Le lecteur sait comment la Chine a, depuis les temps les plus reculés, pris une place, de jour en jour agrandie, dans la société des peuples. Or, à quelque groupe de la race humaine que l’homme se rattache, il est, par le seul fait de cette agrégation, revêtu de certains droits, astreint à certains devoirs. Envisagé comme membre de la famille ou de la tribu, il contracte envers l’une ou l’autre une série d’obligations, et peut exiger qu’on s’acquitte envers lui d’obligations corrélatives. Il en est de même de l’être collectif placé dans la communauté internationale des États organisés. J’ajoute que ces obligations deviennent plus nombreuses à mesure que le lien se resserre, Dans la seconde partie du XIXe siècle, les liens se sont nécessairement resserrés. Les chemins de fer, la navigation à vapeur, la traction par l’électricité, les télégraphes, les téléphones, centuplent, par la force des choses, les rapports internationaux. Il n’y a pas moyen de remonter ce courant irrésistible. Or la multiplicité des échanges et des relations engendre la multiplicité des obligations internationales. Nous aurons à tirer plusieurs déductions de ce principe et nous déterminerons en conséquence la situation juridique de la Chine dans le monde civilisé.


II. — COMMENT LA CHINE OBSERVE LES LOIS DE LA MORALE INTERNATIONALE

Le Céleste-Empire est uni par un grand nombre de traités aux puissances de l’Europe et de l’Amérique.

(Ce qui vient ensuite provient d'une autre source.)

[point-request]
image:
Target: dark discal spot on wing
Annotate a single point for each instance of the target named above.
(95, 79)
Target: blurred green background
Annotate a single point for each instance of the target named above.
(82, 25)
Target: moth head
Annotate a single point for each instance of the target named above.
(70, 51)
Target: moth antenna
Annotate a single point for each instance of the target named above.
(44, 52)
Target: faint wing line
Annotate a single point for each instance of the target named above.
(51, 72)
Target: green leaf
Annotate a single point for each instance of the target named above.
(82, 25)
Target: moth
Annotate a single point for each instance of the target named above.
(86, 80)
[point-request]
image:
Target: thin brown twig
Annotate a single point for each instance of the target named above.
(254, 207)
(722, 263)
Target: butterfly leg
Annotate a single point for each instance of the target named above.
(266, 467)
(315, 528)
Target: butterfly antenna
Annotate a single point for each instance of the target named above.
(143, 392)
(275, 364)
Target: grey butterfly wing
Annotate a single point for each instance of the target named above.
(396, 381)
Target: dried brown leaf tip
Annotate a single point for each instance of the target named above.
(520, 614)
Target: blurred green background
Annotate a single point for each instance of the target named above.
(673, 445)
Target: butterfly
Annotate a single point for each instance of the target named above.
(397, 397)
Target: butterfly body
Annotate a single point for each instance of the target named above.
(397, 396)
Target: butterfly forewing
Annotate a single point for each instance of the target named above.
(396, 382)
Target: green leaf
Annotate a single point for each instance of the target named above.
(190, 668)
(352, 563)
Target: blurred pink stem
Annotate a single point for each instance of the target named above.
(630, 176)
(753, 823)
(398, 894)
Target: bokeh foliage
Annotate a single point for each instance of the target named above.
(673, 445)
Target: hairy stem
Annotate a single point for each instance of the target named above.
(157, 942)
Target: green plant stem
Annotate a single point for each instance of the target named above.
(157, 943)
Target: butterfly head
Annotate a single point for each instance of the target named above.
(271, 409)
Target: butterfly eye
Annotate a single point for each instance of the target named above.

S’il s’agissait d’un peuple sauvage, dépourvu de toute conscience juridique, tout le droit international résiderait dans la lettre de ces conventions. Mais il s’agit d’un peuple qui possède une civilisation séculaire, des lois, une administration, une armée à peu près régulière, et qui participe à la communauté internationale des États civilisés. Dès lors, cette communauté peut lui demander l’observation de quelques règles élémentaires, primordiales, générales, extérieures

  1. Date de la convention russo-chinoise, dite convention Cassini, à la suite de laquelle fut fondée la compagnie russe de l’Est chinois.